A friend of mine ACTUALLY sent her husband to a hearing clinic. When they asked him why he was there, he said "My wife says I can't hear her." They thought that was pretty funny - and no, he had no hearing issues.

Anyway, on topic again, I just don't think two different grades is, like, even an option these days. It's more like regular ed/special ed, ya know? But seriously, if you're talking about a 22 month old who doesn't hear you when he's busy and has a REALLY shaky understanding of the word "no," in my totally nonprofessional opinion what you have is a 22 month old. Just sayin.

All that said, if you have concerns there's no reason not to bring them up to DS's therapists, they are more than likely hooked into the larger educational/therapeutic system and they can give you a broader perspective.
post #7 of 8
I don't think this will be an issue for you because the people who are holding their kids back a year to start kindergarten later tend to have kids with summer or early fall birthdays.

If your twins are 22 mo then that says what - March? bday to me... right in the middle of the year, so I don't think I would hold a March bday pack to start kindergarten at 6.

I agree with the others that your ds may go to resource classes if it comes to that, but they would be in the same grade, and REALLY try to not compare them to each other. Hard enough with singletons, I imagine it is even harder with twins.

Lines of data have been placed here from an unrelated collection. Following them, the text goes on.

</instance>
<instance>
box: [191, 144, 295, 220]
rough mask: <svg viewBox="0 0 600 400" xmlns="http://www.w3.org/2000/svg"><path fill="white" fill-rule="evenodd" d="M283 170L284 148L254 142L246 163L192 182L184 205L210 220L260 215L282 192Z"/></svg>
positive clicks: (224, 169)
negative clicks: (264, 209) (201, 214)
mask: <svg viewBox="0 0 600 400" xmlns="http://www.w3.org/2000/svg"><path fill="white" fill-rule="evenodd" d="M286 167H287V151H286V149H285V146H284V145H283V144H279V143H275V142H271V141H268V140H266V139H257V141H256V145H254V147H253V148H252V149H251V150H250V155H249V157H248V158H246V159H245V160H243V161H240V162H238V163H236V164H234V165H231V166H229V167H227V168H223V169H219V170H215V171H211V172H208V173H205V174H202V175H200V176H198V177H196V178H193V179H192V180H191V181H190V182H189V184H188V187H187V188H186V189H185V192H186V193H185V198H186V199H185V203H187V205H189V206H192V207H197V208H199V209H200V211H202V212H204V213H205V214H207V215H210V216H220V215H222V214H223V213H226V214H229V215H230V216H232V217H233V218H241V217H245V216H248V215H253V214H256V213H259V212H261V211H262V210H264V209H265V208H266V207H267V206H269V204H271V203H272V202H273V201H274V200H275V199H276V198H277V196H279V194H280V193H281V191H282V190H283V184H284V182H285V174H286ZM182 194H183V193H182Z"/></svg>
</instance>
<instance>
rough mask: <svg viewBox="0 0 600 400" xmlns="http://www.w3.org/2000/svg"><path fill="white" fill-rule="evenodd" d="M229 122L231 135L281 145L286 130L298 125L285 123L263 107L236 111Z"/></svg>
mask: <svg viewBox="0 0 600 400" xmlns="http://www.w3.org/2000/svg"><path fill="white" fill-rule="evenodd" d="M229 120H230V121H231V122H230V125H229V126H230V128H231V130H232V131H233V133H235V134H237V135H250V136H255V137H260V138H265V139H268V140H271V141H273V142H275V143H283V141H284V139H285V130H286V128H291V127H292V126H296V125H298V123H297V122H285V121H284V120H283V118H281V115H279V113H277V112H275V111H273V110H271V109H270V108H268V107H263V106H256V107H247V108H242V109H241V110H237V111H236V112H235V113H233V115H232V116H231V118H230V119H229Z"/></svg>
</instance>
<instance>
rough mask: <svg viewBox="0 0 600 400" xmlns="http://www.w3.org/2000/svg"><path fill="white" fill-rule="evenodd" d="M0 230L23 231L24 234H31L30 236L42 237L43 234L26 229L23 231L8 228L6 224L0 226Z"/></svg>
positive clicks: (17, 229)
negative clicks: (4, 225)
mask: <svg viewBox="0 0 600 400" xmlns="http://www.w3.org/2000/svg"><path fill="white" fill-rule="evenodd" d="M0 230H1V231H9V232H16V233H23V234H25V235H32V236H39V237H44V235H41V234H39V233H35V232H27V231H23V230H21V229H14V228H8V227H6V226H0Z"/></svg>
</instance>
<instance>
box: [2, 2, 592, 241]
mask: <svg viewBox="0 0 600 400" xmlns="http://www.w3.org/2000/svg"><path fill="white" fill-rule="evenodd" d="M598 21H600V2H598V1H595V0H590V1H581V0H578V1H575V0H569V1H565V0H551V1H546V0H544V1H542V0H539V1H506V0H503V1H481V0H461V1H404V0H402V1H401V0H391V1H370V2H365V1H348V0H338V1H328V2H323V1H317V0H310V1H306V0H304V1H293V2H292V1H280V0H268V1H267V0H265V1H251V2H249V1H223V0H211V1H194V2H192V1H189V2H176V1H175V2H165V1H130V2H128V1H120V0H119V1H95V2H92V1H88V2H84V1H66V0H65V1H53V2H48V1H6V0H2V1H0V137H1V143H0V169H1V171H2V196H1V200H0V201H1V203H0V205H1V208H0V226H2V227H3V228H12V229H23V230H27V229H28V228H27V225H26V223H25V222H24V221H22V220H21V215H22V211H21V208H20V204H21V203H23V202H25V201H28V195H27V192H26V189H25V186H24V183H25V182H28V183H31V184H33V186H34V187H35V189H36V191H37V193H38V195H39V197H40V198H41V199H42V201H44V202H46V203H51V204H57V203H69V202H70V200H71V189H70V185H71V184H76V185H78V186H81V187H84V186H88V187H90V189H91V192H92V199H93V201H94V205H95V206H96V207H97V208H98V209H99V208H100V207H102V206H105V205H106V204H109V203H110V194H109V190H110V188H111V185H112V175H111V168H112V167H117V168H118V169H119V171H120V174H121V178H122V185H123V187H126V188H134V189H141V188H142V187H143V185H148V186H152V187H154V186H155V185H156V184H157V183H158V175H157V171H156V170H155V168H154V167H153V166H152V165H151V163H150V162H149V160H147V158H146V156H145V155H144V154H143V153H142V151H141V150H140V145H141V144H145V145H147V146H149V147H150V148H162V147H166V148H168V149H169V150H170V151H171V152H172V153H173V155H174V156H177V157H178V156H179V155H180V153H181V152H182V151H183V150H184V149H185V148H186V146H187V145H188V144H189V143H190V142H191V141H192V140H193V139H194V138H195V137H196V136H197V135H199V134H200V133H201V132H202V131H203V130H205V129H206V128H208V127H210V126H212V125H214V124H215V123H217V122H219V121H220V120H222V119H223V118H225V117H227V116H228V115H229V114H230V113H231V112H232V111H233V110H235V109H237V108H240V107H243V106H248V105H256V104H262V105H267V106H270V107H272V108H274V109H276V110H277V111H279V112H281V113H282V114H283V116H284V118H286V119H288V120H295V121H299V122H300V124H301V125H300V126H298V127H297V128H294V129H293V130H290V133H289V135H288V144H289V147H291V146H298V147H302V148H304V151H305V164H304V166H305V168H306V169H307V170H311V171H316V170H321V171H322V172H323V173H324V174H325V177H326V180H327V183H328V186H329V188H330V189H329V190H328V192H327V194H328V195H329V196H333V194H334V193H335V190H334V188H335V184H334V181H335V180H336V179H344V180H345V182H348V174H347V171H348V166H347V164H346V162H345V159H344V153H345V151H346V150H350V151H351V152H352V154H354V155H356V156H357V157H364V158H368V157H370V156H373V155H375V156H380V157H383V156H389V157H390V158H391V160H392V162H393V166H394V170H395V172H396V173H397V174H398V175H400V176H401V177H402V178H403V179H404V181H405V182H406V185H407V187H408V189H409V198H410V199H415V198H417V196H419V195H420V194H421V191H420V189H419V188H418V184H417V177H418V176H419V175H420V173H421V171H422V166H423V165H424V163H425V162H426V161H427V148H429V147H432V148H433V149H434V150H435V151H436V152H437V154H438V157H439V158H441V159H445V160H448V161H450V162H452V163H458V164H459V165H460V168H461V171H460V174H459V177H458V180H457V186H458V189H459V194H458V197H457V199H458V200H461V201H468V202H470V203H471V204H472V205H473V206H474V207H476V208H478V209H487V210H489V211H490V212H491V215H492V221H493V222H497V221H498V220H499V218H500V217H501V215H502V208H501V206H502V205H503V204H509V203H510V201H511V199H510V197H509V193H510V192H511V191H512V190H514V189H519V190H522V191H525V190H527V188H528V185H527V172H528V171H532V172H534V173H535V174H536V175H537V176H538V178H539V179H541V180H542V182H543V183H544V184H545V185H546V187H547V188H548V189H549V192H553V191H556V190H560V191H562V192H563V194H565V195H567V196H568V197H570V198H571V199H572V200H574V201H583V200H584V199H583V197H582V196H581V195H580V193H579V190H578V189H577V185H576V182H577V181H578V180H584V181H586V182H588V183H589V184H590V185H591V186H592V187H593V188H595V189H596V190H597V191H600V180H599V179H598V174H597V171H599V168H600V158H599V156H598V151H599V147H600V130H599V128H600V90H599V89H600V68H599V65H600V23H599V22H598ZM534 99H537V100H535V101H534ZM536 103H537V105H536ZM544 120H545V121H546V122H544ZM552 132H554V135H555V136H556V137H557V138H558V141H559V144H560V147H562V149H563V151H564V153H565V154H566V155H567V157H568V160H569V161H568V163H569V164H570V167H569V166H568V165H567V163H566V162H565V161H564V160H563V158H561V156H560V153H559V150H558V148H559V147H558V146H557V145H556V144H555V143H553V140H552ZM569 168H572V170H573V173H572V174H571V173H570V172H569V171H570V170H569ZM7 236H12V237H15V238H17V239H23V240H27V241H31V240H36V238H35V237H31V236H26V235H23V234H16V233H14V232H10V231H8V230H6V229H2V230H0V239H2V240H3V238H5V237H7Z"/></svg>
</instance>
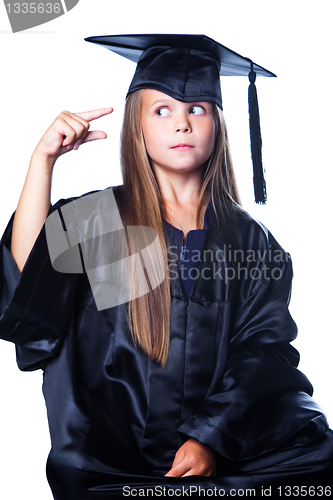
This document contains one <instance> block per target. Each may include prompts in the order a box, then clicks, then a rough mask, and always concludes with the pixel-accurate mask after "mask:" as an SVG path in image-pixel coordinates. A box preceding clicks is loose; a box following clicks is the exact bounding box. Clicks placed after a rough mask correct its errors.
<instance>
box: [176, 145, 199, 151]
mask: <svg viewBox="0 0 333 500" xmlns="http://www.w3.org/2000/svg"><path fill="white" fill-rule="evenodd" d="M193 147H194V146H189V145H188V144H178V145H177V146H173V147H172V148H171V149H175V150H177V151H189V150H190V149H193Z"/></svg>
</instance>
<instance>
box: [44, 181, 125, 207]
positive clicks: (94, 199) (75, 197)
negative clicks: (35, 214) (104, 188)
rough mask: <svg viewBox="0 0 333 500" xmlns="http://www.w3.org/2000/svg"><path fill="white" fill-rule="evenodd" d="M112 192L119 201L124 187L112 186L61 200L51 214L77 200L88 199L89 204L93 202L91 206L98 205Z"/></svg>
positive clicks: (88, 191)
mask: <svg viewBox="0 0 333 500" xmlns="http://www.w3.org/2000/svg"><path fill="white" fill-rule="evenodd" d="M111 191H112V193H113V195H114V197H115V199H116V200H117V201H118V199H120V197H121V192H122V185H117V186H110V187H107V188H105V189H96V190H93V191H88V192H87V193H84V194H82V195H80V196H73V197H70V198H61V199H60V200H58V201H57V202H56V203H55V204H54V205H52V206H51V209H50V213H52V212H54V211H55V210H58V209H59V208H61V207H63V206H64V205H68V204H69V203H72V202H74V201H77V200H84V199H85V198H87V197H89V198H88V203H89V202H90V201H91V205H93V204H94V203H97V202H98V200H99V199H102V198H103V197H105V194H108V193H110V192H111Z"/></svg>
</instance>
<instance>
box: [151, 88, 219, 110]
mask: <svg viewBox="0 0 333 500" xmlns="http://www.w3.org/2000/svg"><path fill="white" fill-rule="evenodd" d="M203 102H205V103H206V104H207V103H209V104H211V103H210V102H209V101H202V100H193V101H183V100H180V99H175V98H174V97H172V96H170V95H168V94H166V93H164V92H161V91H159V90H156V89H150V88H145V89H142V103H143V105H144V106H154V105H155V104H166V105H168V104H170V105H172V104H174V105H184V106H188V105H192V104H198V103H203Z"/></svg>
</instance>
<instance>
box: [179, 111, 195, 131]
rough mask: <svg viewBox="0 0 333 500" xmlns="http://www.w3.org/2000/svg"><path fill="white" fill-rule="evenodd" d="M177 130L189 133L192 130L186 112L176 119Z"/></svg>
mask: <svg viewBox="0 0 333 500" xmlns="http://www.w3.org/2000/svg"><path fill="white" fill-rule="evenodd" d="M175 130H176V132H183V133H189V132H191V124H190V121H189V119H188V116H187V115H185V113H184V114H181V115H179V116H178V117H177V118H176V121H175Z"/></svg>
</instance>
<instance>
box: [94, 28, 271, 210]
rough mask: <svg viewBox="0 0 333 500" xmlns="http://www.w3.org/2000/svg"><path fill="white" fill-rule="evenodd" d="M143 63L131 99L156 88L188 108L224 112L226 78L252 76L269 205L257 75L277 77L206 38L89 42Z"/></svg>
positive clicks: (100, 39) (253, 149) (259, 169)
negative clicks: (263, 161)
mask: <svg viewBox="0 0 333 500" xmlns="http://www.w3.org/2000/svg"><path fill="white" fill-rule="evenodd" d="M85 40H86V41H88V42H92V43H96V44H98V45H101V46H102V47H105V48H107V49H109V50H112V52H115V53H116V54H119V55H121V56H123V57H125V58H127V59H129V60H131V61H133V62H136V63H137V68H136V72H135V74H134V77H133V80H132V82H131V85H130V87H129V90H128V94H129V93H131V92H134V91H135V90H139V89H143V88H152V89H155V90H159V91H161V92H163V93H165V94H168V95H170V96H171V97H173V98H174V99H178V100H180V101H183V102H195V101H210V102H215V103H216V104H217V105H218V106H219V107H220V108H221V109H222V96H221V86H220V76H248V77H249V79H250V86H249V115H250V137H251V154H252V162H253V174H254V175H253V179H254V190H255V200H256V202H257V203H265V202H266V185H265V178H264V173H263V167H262V157H261V133H260V121H259V109H258V100H257V91H256V87H255V84H254V82H255V79H256V75H260V76H270V77H275V76H276V75H275V74H274V73H272V72H271V71H268V70H266V69H265V68H263V67H261V66H259V65H258V64H255V63H253V62H252V61H251V60H250V59H248V58H246V57H243V56H241V55H239V54H237V53H236V52H234V51H232V50H230V49H228V48H227V47H225V46H223V45H221V44H220V43H218V42H216V41H215V40H213V39H211V38H209V37H207V36H205V35H177V34H143V35H110V36H96V37H89V38H86V39H85Z"/></svg>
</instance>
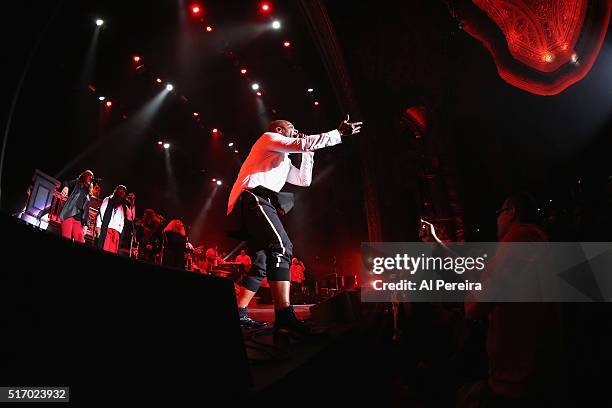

But seriously, I wouldn't equate EI at 22 mo with being held back later AT ALL. His issues should be well in hand before age 5, it is the kids who don't get EI and just show up at kindergarten with serious issues that have problems.
post #8 of 8
In your case, mama, I think it's too early to tell. I agree with PPs that anything going on with your son may be resolved by then. But, I understand the concerns. . .

I have five-year old boy twins, fraternal. I've always been worried about the school issue too, because while Oscar's development has always been on a normal track, he's always hit the milestones at the late end of the range, while his brother Henry is quite precocious for a boy. All totally normal.
Children entering kindergarten have a HUGE range of variability in where they are at developmentally. Some seem very babyish and can hardly hold a pencil, while others can understand advanced concepts. So, you COULD likely put them in the same grade barring any significant problems with your boy (knock on wood!). The kindergarten teachers are used to working with children at all different levels.

I could have entered both of my boys in kindergarten this year, but. . . I decided to homeschool them, for now. I try to work with them where each of them are so that they can do their best without a lot of pressure or comparisons. I don't know if I'm calling it preschool or kindergarten, but the beauty of it is that is doesn't really matter. I know that HSing isn't an option for everyone, but if it is for you, you can always have that alternative if the school situation doesn't work well for your family.